The tremendous explosion of scientific literature during and after World War II overwhelmed manual indexing and retrieval methods. To meet the need for greater control over the mushrooming expansion of information American librarian Mortimer Taube developed the system (and later the theory) of Coordinate Indexing, and helped to establish its use as a major tool in automated library searches and documentation. Taube defined coordinate indexing as “the analysis of any field of information into a set of terms and the combination of these terms in any order to achieve any desired degree of detail in either indexing or selection."

Taube, "Coordinate Indexing of Scientific Fields." Paper delivered at the Symposium on Mechanical Aids to Chemical Documentation, Division of Chemical Literature, American Chemical Society, New York, Sept. 4, 1951. 

"Coordinate Indexing used 'uniterms' to make storing and retrieving information easier and faster.
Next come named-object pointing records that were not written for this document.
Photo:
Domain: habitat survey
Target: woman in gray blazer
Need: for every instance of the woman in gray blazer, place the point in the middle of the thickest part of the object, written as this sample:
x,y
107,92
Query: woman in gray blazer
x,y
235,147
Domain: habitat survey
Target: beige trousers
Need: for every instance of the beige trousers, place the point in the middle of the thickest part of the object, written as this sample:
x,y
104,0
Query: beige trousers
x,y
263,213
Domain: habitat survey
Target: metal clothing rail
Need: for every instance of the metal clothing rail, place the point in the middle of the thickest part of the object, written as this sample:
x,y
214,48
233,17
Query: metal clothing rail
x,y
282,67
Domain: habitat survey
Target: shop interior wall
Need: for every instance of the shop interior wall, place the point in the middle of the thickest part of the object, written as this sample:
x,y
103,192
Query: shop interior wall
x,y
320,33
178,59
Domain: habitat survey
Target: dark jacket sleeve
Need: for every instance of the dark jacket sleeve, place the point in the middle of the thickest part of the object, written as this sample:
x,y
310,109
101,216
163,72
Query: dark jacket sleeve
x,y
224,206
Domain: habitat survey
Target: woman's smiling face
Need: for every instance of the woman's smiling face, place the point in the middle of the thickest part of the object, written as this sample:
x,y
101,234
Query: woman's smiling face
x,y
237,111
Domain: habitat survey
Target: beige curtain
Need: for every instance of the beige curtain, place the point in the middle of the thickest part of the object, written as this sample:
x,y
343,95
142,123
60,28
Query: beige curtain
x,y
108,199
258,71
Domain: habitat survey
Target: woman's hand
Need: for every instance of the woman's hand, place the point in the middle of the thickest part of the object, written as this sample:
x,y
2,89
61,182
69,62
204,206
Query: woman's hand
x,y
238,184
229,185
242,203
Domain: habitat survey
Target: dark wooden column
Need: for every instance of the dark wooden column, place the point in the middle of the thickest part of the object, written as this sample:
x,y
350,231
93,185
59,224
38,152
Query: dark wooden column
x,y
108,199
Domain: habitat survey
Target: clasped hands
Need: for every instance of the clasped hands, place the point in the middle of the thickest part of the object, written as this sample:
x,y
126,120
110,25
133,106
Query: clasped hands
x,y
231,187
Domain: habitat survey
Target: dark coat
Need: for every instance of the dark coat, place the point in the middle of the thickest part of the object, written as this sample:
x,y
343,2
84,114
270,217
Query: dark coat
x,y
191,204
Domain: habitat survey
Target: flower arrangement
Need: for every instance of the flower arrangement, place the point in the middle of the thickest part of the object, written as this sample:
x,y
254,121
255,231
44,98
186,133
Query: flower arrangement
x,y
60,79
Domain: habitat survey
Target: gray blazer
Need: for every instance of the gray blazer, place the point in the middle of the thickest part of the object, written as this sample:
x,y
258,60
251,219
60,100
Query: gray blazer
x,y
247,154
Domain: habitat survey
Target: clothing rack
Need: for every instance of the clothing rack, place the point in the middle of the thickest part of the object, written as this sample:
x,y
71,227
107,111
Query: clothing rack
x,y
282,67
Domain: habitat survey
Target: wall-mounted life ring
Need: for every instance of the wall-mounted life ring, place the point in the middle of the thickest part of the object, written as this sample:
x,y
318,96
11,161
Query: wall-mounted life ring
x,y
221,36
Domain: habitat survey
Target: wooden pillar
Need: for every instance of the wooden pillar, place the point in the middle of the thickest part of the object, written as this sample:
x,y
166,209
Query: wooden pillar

Uniterms 'constitute a special set of rules and requirements which makes both the analysis into terms and the combination of the terms in order to specify items of information a remarkably simple and efficient process.' Taube had split coordinate indexing into two categories, item and term indexing. It used punch cards and a machine reader to search for specific items or documents by terms or keywords....(Wikipedia article on Mortimer Taube, accessed 03-02-2012).

In 1952, with Gerald J. Sophar, Taube founded Documentation, Inc. There he developed automated data processing centers for handling scientific and technical information. In December 2013, when I wrote this entry, Documentation, Inc. was the earliest company of which I was aware, that was formed specifically for the purpose of automating library and documentation searches. After the foundation of NASA in 1958 Documentation, Inc. operated a technical center for NASA which provided NASA with a combination abstract and citation journal with a machine-produced index covering NASA reports and aquisitions, regular bibliographies in certain areas of aeronautuc and space sciences, microfilm reproductions of NASA reports, a high-speed reference service, and magnetic copies of the index to the total NASA collection. The company, which eventually employed 700 people, also produced Computexts, a series on magnetic tape designed for computer print-out of selected materials, offered for sale.

To automate the search process Taube developed the IBM 9900 Special Index Analyzer called COMAC (Continuous Multiple Access Collator). This was a punched card collator that tracked logical relationships among subject terms. Used with the IBM 9900, the IBM 305 RAMAC printed out results from searches of subject terms. Documentation Inc. eventually switched from the RAMAC to the lower cost IBM 1401.